A nurse is caring for a client with an abdomen that appears unusually enlarged. The nurse is assessing the bowel as part of the physical assessment.

  1. In what order should the nurse use the assessment techniques?
A

The abdomen is always inspected and then auscultated before using palpation or percussion techniques. Touching or manipulating the abdomen can alter bowel sounds, producing invalid findings.

28
Q

How should the nurse measure the abdominal girth of the client?

A

The nurse checks the abdominal girth daily by using a tape measure around the largest diameter. To ensure that they always measure from the same location, the nurse makes guide marks on the skin with an indelible pen.

29
Q

A nurse is caring for a middle-aged client at the health care facility. During the physical assessment, the nurse asks the client to perform a regular testicular self-examination. The client is not aware of the method of self-examination.

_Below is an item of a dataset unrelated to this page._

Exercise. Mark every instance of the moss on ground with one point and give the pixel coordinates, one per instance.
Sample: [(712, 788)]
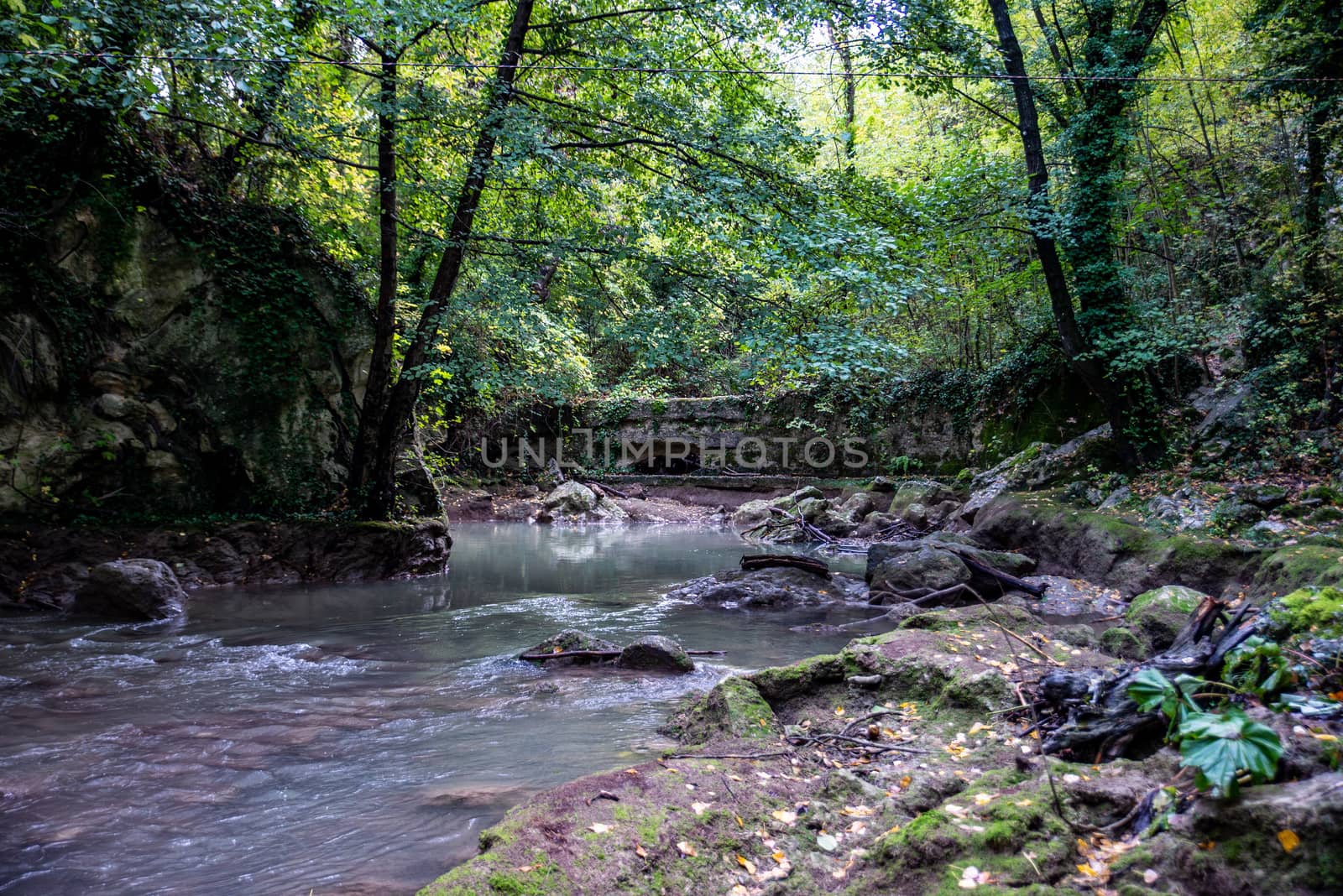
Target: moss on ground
[(734, 707)]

What should the nurse tell the client with regard to the procedure for testicular self-examination?

A

The nurse should ask the client to examine the testes monthly during bathing or showering and to adhere to the following procedure:

Elevate the penis with one hand.

Gently roll each testicle within the scrotum between the thumb and the index finger.

Feel each testicle horizontally.

Feel each testicle vertically.

Check for any unusual lumps.

Continue palpation following the spermatic cord from the testicle to where it ascends into the abdomen.

Report any unusual findings to a physician as soon as possible.